Section A.1: Introduction to Statistics Flashcards
What is data?
Data are measurements or observations collected as a source of information
What is statistics?
(A, I, P, O)
Statistic is a branch of mathematics which deals with the
- Analysis
- Interpretation
- Presentation
- Organisation
of data.
What are the two types of statistical analysis?
Descriptive analysis, and inferential analysis
Descriptive statistics
Descriptive statistics refers to the statistical measures used to summarise and describe the basic properties of data, it is used in univariate, bivariate, and multivariate analysis.
Types of statistical measures in descriptive statistics (2)
Measures of Central Tendency
Measures of Dispersion/Variability
Inferential statistics
Inferential statistics refers to the processes that make inferences about a population based on a representative sample of the population.
Define statistical analysis
Statistical analysis refers to the analysis of data in order to gather insights, and discover underlying patterns and trends.
Define: Population Distribution
Population Distribution refers to the spread of a characteristic or variable across an entire population
What is meant by sample?
Sample refers to a subset of a population that is selected to represent the entire population
Categorical Variable
A categorical variable is a type of variable which is character or feature-based. Any variable which is not numerical. It is qualitative (characterised by qualities or features) and descriptive in nature.
Categorical variable data types (3)
Nominal - which has no order or ranking
Binary data - Data which has exactly two possible values (eg.
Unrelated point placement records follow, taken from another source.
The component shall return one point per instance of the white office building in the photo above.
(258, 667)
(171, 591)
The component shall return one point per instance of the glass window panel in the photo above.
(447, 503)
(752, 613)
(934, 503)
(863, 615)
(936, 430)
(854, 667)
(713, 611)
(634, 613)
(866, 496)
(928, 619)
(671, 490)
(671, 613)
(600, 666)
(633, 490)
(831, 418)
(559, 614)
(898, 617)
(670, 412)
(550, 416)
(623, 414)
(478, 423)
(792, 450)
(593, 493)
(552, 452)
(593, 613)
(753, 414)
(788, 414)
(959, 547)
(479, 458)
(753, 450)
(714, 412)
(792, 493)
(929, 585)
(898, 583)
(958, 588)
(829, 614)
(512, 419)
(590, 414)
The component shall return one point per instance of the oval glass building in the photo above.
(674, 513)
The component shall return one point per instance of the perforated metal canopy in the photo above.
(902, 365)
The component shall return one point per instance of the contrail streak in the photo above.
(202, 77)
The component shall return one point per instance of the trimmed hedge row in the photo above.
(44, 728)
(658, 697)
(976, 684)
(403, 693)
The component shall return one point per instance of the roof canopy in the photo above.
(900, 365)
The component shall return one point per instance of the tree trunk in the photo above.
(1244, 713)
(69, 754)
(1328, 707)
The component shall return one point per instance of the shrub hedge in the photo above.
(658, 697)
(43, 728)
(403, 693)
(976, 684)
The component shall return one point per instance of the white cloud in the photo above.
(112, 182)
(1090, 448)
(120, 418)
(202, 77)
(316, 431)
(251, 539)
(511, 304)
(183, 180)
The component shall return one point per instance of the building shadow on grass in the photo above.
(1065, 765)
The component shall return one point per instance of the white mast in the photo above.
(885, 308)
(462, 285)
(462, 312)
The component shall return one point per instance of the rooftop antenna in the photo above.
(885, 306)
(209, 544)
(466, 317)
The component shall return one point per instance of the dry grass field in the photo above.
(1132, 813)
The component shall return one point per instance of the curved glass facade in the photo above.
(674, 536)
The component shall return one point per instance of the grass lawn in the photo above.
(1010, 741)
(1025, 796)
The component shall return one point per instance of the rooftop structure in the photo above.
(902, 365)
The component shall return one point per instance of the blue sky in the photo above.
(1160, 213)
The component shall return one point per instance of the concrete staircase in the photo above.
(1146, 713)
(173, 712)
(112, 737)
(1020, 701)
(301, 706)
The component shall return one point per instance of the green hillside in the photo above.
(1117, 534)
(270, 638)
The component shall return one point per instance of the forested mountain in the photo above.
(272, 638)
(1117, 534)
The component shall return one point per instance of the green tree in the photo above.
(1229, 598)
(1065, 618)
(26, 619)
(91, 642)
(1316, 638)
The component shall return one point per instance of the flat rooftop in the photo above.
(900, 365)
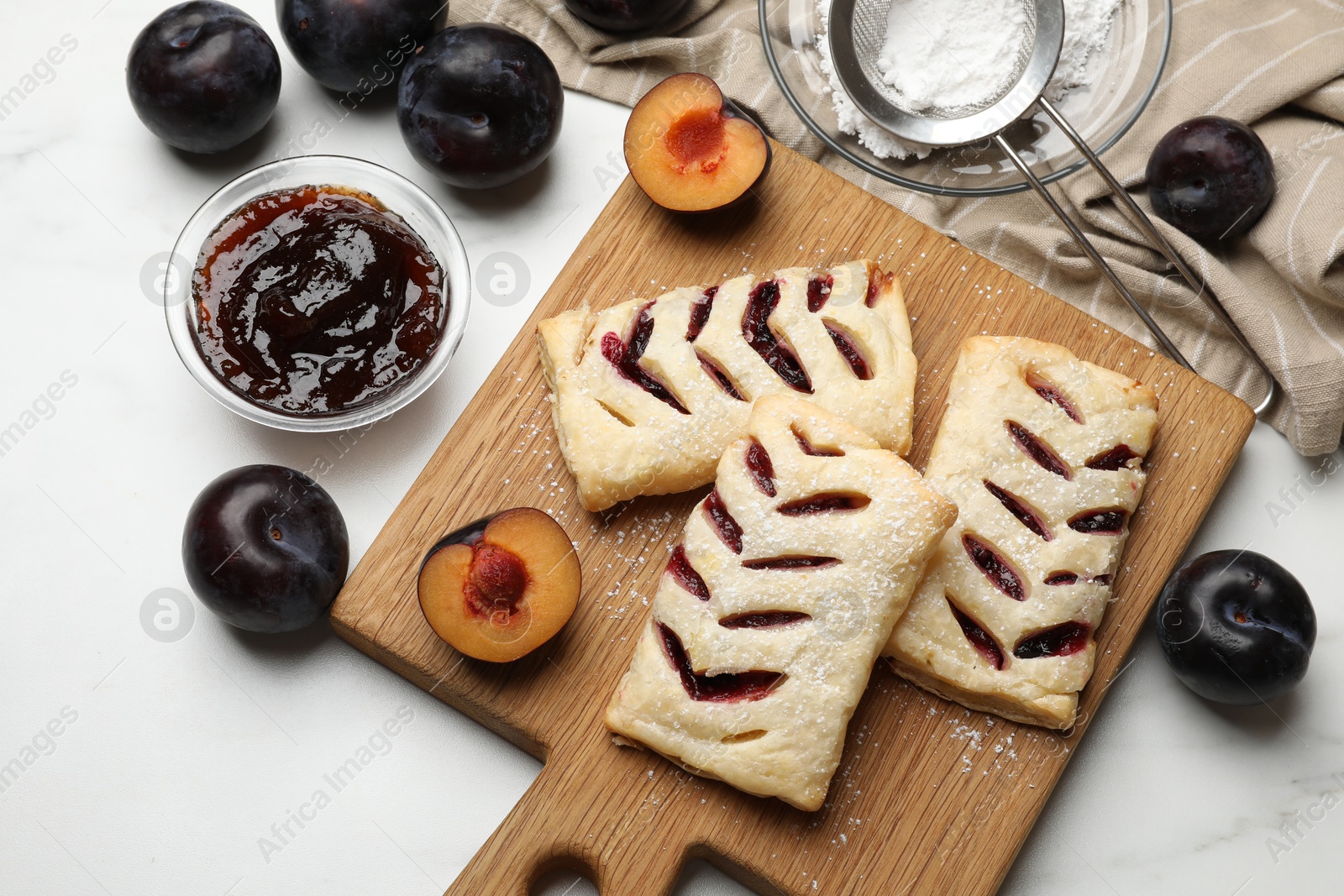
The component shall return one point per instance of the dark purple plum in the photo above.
(265, 547)
(1236, 627)
(1211, 177)
(356, 45)
(625, 15)
(203, 76)
(480, 105)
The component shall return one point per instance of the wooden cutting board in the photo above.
(929, 799)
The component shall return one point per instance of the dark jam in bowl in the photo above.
(316, 300)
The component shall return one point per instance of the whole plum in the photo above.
(265, 547)
(1236, 626)
(203, 76)
(356, 45)
(1211, 177)
(480, 105)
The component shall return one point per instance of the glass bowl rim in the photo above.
(877, 170)
(212, 212)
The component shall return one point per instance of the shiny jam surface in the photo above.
(316, 300)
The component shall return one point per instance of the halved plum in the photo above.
(501, 586)
(692, 149)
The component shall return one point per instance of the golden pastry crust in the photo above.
(620, 439)
(1008, 399)
(786, 741)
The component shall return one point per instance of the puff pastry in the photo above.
(773, 609)
(1043, 454)
(647, 394)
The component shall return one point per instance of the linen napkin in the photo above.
(1276, 66)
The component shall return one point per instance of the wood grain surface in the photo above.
(925, 801)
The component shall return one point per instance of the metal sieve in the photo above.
(858, 29)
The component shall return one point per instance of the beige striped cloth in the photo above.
(1276, 65)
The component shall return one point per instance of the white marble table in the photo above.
(175, 758)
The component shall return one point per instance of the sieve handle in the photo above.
(1146, 223)
(1093, 254)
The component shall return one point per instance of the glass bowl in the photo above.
(400, 196)
(1129, 66)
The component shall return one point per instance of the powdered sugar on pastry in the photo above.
(1043, 454)
(768, 620)
(647, 394)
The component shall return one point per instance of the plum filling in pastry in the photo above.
(1034, 448)
(824, 503)
(850, 351)
(812, 450)
(1116, 458)
(685, 574)
(877, 281)
(726, 687)
(756, 328)
(979, 638)
(819, 291)
(701, 313)
(1053, 394)
(1021, 510)
(1059, 641)
(625, 356)
(759, 468)
(723, 521)
(995, 567)
(1109, 521)
(790, 563)
(719, 376)
(764, 620)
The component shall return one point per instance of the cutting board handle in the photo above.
(549, 831)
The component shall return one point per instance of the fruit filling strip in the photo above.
(685, 574)
(764, 620)
(824, 503)
(1116, 458)
(722, 521)
(726, 687)
(1021, 510)
(1037, 449)
(995, 567)
(761, 469)
(625, 356)
(850, 351)
(756, 328)
(979, 638)
(1059, 641)
(1053, 394)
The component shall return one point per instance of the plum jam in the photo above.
(316, 300)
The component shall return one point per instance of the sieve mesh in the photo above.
(870, 34)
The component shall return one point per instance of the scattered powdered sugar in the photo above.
(960, 53)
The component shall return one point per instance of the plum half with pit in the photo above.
(266, 548)
(501, 586)
(356, 45)
(691, 149)
(203, 76)
(625, 15)
(1236, 627)
(480, 105)
(1211, 177)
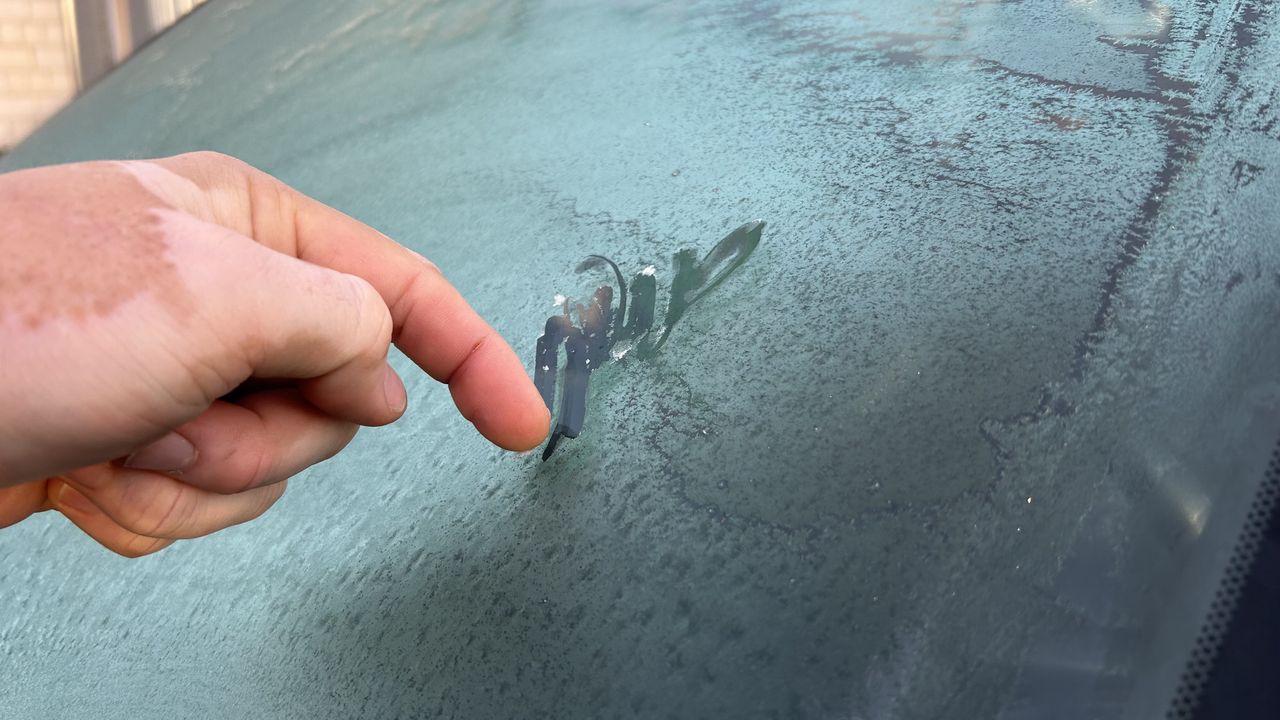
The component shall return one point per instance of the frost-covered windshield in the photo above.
(969, 434)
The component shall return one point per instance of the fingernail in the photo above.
(169, 454)
(397, 399)
(72, 499)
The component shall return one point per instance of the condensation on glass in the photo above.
(967, 437)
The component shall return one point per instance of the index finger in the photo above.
(433, 323)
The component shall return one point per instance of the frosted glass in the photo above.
(967, 436)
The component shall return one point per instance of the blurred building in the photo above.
(53, 49)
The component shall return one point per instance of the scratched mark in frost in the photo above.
(606, 333)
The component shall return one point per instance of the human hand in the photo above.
(181, 336)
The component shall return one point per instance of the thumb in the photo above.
(289, 319)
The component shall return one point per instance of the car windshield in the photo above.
(970, 431)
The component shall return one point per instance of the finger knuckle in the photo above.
(151, 511)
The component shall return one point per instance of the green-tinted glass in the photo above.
(968, 434)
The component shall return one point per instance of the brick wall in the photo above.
(36, 71)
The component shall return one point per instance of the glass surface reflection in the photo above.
(967, 437)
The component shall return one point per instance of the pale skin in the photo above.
(181, 336)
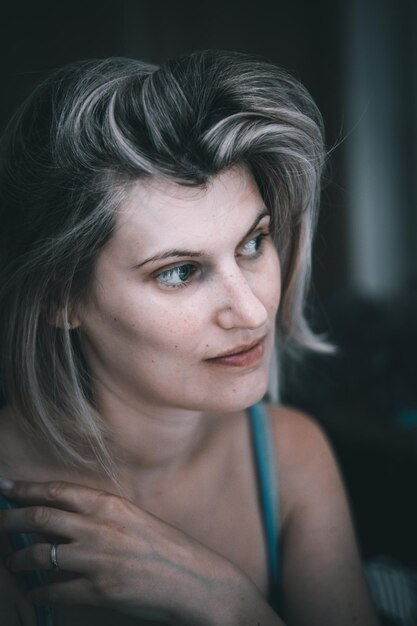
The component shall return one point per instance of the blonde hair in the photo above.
(67, 159)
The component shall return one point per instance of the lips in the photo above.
(241, 356)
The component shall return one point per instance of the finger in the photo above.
(59, 494)
(76, 591)
(68, 558)
(42, 520)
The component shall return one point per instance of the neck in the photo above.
(152, 439)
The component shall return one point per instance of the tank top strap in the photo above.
(33, 578)
(267, 479)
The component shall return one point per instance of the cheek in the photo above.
(271, 283)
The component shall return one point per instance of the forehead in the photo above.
(158, 213)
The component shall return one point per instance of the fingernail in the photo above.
(5, 484)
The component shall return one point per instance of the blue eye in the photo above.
(253, 247)
(177, 276)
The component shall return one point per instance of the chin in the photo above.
(237, 395)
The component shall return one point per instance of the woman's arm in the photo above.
(323, 583)
(128, 559)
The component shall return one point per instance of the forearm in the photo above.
(233, 600)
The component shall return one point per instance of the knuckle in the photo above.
(38, 554)
(38, 516)
(54, 490)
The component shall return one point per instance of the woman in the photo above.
(155, 223)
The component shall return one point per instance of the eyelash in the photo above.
(259, 239)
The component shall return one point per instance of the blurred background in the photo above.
(358, 58)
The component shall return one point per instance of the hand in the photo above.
(122, 556)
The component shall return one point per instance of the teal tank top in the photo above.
(266, 475)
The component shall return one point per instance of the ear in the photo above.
(62, 318)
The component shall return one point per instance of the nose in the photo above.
(240, 306)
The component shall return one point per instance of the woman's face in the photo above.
(190, 275)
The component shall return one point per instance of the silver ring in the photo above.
(54, 556)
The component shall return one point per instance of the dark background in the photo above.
(359, 60)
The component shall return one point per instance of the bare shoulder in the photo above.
(308, 470)
(299, 439)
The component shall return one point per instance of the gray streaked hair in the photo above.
(68, 158)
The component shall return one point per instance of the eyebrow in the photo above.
(167, 254)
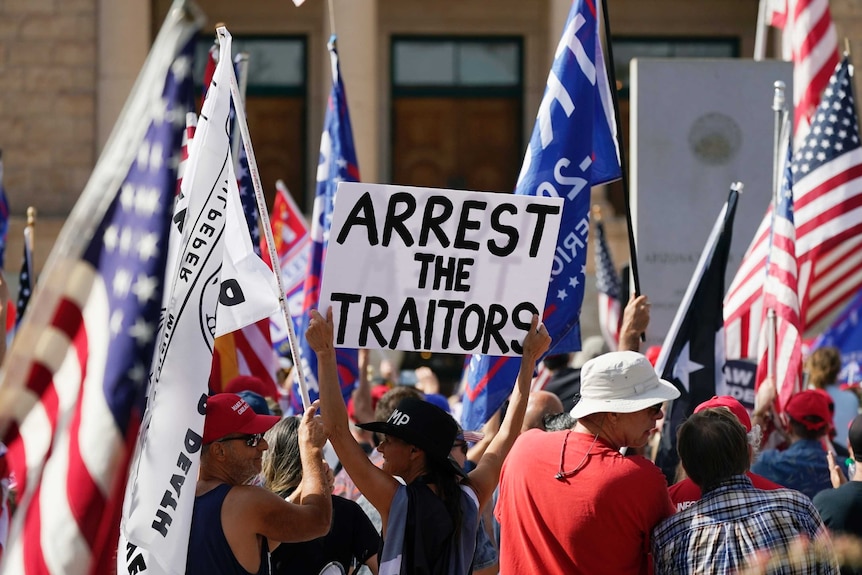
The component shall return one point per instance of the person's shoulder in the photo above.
(684, 493)
(762, 482)
(790, 498)
(674, 526)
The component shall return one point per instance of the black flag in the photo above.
(692, 356)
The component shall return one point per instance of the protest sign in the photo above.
(739, 381)
(425, 269)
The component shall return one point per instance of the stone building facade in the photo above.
(66, 68)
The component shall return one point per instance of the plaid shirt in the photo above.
(723, 531)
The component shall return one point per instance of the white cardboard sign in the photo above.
(425, 269)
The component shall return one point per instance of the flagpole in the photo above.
(612, 80)
(266, 227)
(761, 32)
(241, 62)
(331, 6)
(30, 240)
(780, 109)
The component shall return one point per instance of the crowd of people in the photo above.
(553, 483)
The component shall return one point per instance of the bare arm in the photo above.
(362, 410)
(311, 516)
(484, 478)
(635, 322)
(377, 485)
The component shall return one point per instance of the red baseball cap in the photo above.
(228, 413)
(811, 409)
(736, 408)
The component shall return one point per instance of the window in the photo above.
(456, 64)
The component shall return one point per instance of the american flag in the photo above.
(247, 351)
(337, 164)
(575, 132)
(780, 295)
(25, 277)
(810, 42)
(827, 197)
(609, 290)
(74, 384)
(4, 215)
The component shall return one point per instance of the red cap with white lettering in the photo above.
(228, 413)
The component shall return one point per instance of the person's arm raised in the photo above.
(484, 478)
(375, 484)
(634, 323)
(310, 517)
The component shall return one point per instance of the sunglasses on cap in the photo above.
(250, 440)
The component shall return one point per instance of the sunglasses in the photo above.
(250, 440)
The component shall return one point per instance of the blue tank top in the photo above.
(209, 551)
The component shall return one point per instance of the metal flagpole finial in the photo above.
(778, 96)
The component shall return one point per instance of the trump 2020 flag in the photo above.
(160, 494)
(845, 333)
(337, 164)
(74, 383)
(692, 356)
(573, 147)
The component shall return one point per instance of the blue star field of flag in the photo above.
(834, 130)
(607, 279)
(25, 282)
(129, 249)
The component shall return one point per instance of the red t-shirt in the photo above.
(686, 493)
(597, 521)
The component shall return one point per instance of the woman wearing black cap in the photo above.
(429, 525)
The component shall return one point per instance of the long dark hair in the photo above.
(442, 475)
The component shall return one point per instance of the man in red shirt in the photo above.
(685, 493)
(570, 501)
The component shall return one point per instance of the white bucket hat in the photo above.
(620, 382)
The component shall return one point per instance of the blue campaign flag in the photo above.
(573, 147)
(845, 333)
(337, 164)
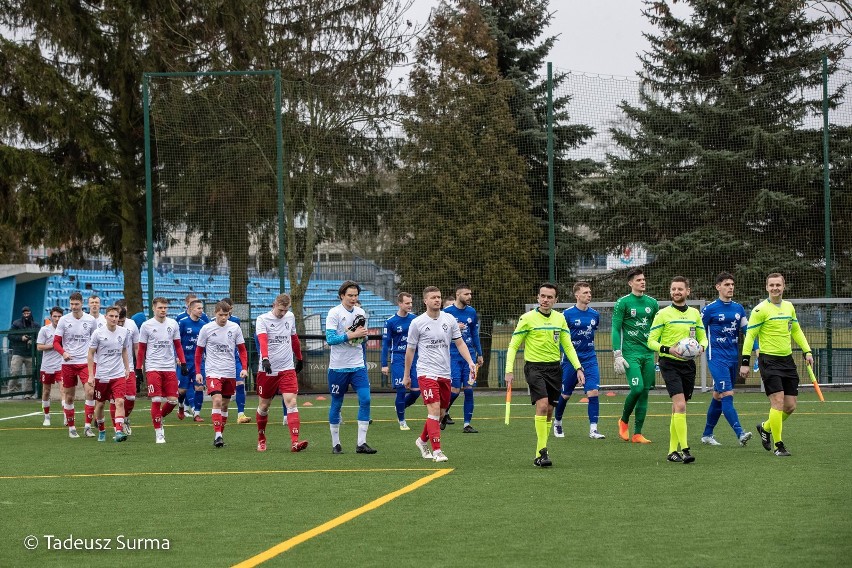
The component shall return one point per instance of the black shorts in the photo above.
(679, 376)
(545, 381)
(779, 374)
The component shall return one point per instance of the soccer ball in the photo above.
(689, 348)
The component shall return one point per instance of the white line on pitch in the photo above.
(22, 416)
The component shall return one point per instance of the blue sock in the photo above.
(714, 411)
(363, 403)
(399, 403)
(468, 405)
(731, 415)
(560, 408)
(411, 398)
(334, 409)
(241, 398)
(453, 397)
(594, 409)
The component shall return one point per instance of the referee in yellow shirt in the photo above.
(773, 321)
(543, 331)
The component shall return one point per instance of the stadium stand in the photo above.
(319, 298)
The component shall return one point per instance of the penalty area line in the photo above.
(346, 517)
(258, 472)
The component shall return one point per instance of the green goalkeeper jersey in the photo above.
(774, 325)
(670, 325)
(631, 324)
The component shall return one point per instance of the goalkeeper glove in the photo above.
(359, 321)
(619, 364)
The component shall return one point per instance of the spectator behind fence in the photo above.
(21, 344)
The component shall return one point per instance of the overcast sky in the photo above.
(595, 36)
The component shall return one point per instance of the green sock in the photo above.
(629, 405)
(541, 433)
(680, 427)
(672, 436)
(776, 419)
(641, 412)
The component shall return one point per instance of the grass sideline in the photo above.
(604, 503)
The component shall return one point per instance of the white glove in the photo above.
(619, 363)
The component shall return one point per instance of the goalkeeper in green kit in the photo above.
(631, 323)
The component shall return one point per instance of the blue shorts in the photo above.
(339, 381)
(187, 382)
(724, 374)
(459, 373)
(569, 376)
(397, 372)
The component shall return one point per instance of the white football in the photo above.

True, False)
Ordinal - has a natural order or ranking
Nominal data does not have a natural order or ranking (T/F)
True, it does not have a natural order or ranking.
Eg. Gender, eye colour.
Ordinal data
Ordinal data is data that has a natural order or ranking.
Eg. Education level, size (small, medium, large)
Binary Data
A type of nominal data which has exactly two possible values
Eg. A or B, Yes or No.
Numerical variable - data types (2)
Discrete and Continuous
Discrete data
Data that can only take on certain values, usually whole numbers, NOT like continuous data.
Eg. Number of siblings
Continuous data
Continuous data is data that can take on ANY value in a range, NOT like discrete data.
Eg. Height, temperature
Data Dimension
Data dimension refers to the number of variables or features in a dataset.
“A dataset can have one, two, or more dimensions depending on the number of variables being measured.”
Data Dimension types (3)
Univariate or one-dimensional: One variable (age)
Bivariate or two-dimensional: Two variables (age vs. height)
Multivariate (three-dimensional or more): 3 or more variables (Age vs. height vs. weight)
Variable
A variable is a characteristic or attribute that can take on different values for different observations
Independent variable
An independent variable is a variable that is manipulated or controlled by the researcher in a study to measure its effect on the dependent variable/s. It is plotted on the x-axis.
Dependent variable
A dependent variable is a variable which response is being measured or predicted in a study. Plotted on the y-axis.
What are bar graphs used for?
Bar graphs are used to visualise and compare groups of categorical data, the frequency of observations, distribution of observations, and/or compare magnitudes among them.
What are bar graphs not used for? (2)
Numerical data (that is a histogram), and continuous or categories that are not independent of each other.